Inzwischen nahmen am Morgen die Söhne des Königs bei diesem das Essen ein. Als der Älteste kam, fragte ihn Mama Dinga: "Hast du getan, was ich dir gesagt habe?" Der älteste Sohn fragte: "Wann hast du mir etwas gesagt?" Mama Dinga sagte: "Ich habe dich gestern nacht kommen lassen und habe dir etwas gesagt." Der älteste Sohn sagte: "Ich habe in dieser Nacht nicht mit dir gesprochen." Da sagte der alte, treue Dimadio zum König: "Du hast diese Nacht nicht mit deinem ältesten Sohn, sondern mit deinem jüngsten Sohn gesprochen. Du hast mich gesandt, deinen ältesten Sohn zu rufen, ich aber habe nicht deinen ältesten Sohn gerufen, sondern den jüngsten. Denn deine ersten sechs Söhne behandeln mich stets schlecht. Sie taugen nichts, und wenn dein Ältester Wagadu fände, würde er es bald zerstören. Wenn du nun jemand töten willst, so töte mich – denn ich bin schuld daran." Darauf sagte Mama Dinga: "Mein Ältester, du wirst nicht Hankama (König) werden, denn soeben habe ich alles, was ich hatte, deinem jüngsten Bruder gegeben. Werde du also Djamma (Schamane) und lerne es, Gott um Regen zu bitten. Wenn du es regnen lassen kannst, werden die Leute zu dir kommen, und du wirst Einfluß haben."
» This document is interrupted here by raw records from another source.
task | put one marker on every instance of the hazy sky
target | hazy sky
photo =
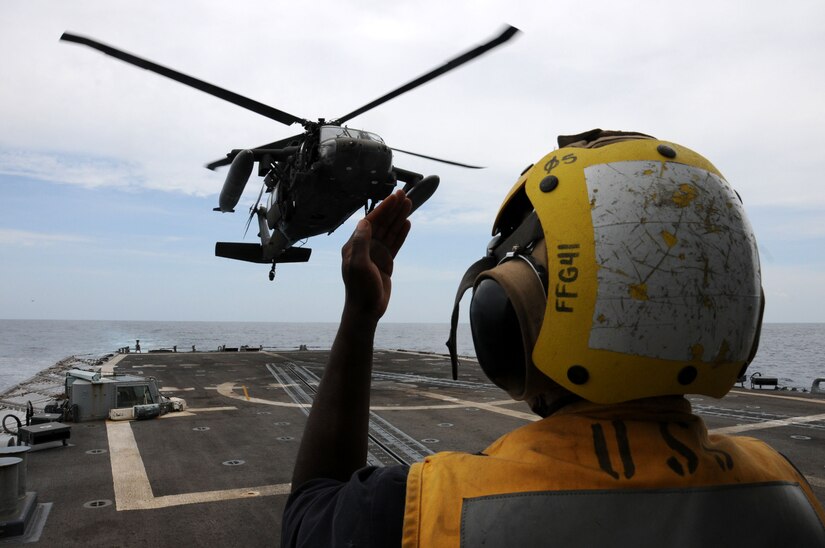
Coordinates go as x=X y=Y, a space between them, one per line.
x=106 y=208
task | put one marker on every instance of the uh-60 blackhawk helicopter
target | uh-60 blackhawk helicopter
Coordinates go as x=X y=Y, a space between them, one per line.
x=315 y=180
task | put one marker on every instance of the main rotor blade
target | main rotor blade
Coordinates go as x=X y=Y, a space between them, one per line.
x=275 y=144
x=226 y=95
x=437 y=159
x=508 y=33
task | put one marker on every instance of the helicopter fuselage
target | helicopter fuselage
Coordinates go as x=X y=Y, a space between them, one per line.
x=325 y=183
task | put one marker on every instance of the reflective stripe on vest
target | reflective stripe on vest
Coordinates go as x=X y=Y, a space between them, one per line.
x=649 y=466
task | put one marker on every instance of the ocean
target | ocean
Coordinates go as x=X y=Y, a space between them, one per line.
x=791 y=352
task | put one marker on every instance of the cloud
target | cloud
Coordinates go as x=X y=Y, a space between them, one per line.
x=25 y=238
x=85 y=171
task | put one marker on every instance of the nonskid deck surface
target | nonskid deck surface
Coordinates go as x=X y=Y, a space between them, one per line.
x=218 y=474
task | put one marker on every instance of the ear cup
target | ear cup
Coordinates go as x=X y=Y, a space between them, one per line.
x=497 y=336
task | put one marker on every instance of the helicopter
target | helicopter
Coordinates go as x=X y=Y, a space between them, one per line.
x=316 y=179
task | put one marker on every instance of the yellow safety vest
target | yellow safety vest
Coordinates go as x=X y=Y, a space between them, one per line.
x=580 y=470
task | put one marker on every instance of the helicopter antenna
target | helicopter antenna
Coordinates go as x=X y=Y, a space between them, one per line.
x=505 y=35
x=245 y=102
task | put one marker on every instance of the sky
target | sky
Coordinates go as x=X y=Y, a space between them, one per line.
x=106 y=207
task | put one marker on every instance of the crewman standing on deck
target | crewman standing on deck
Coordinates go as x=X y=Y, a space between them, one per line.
x=623 y=274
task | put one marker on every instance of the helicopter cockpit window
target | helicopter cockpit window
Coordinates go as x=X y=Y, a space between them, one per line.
x=334 y=132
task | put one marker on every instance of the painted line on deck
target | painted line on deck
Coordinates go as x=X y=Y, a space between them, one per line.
x=486 y=406
x=131 y=483
x=757 y=393
x=227 y=389
x=791 y=421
Inzwischen sandten die Dschinn ihren Ältesten zu Lagarre. Der alte Dschinn sagte zu Lagarre: "Im Busch ist eine Sache, die ist noch sieben Jahre älter als ich." Lagarre fragte: "Wer ist das?" Der Dschinn sagte: "Das ist Kuto" (eine weiße Varanusart, die heute noch als besonders heilig gilt. So suchen die Marabut z. B. in der Ramadanzeit dieses Tier zu fangen, um aus seinem Fleisch Zaubermittel herzustellen). Lagarre fragte: "In welchem Wald ist Kuto?" Der alte Dschinn zeigte ihm den Wald.